As a personal trainer I’ll be the first to admit that the quality and rigorousness of the qualification process is lacking. Some people do an online course and can call themselves a personal trainer, which baffles me, because how can you have a job that is designed to interact with people without having any practical work throughout the entire course? One of the reasons I am doing my degree in Sport and Exercise Science is to gain both understanding and credibility in the fitness industry. This is similar to one of the problems faced by the Nutrition/dietetics industry, with many individuals offering meal plans despite not having the qualifications to enable them to safely do so. What a shame that the combined industry, which has such an important role in health, is so poorly regulated and protected.

Nonetheless, there are professionals in the fitness industry. Sadly, we don’t all qualify as ‘influencers’ and we get pushed aside for the attractive models with the huge following. It promotes the belief that anyone can do our jobs. Yes anyone can work out and partake in fitness, but have you been taught how to safely perform movements? If you haven’t, you shouldn’t be demonstrating them to others to replicate. Zara McDermott’s mountain climber position definitely had a mountain shape because had her butt been stuck up any higher in the air, she would have been kneeing herself in the face.

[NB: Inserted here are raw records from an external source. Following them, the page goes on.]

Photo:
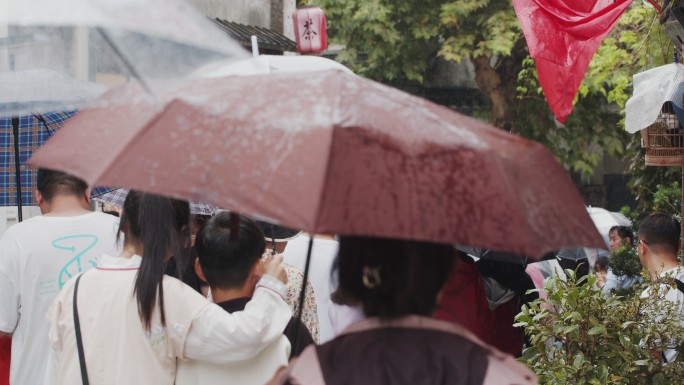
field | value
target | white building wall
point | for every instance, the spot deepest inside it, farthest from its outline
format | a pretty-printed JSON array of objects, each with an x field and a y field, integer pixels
[{"x": 249, "y": 12}]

The sexualisation of the fitness industry has led to an increase in movements being performed unsafely. It’s the excessive back-arch (lordosis is the technical term, dear Influencers) that you notice in the back squat or the deadlift; both compound lifts which, when executed correctly, are fantastic for you. The growing popularity of seeing just how far you can stick your butt out when you lift can increase the risk of back pain, irritation of lumbar discs or worse. Still sound sexy? I should add that whilst I’m primarily focusing on the female individuals, it is still very much an issue with male individuals too – several male ‘Influencers’ did the same as Sheridan by brushing aside the ‘Stay at Home’ message to party in Dubai.

In summary; don’t turn to unqualified Love Island contestants to help grow your brand, it could end up doing you more harm than good. They stick to their area of expertise (influencing?) and we’ll stick to ours.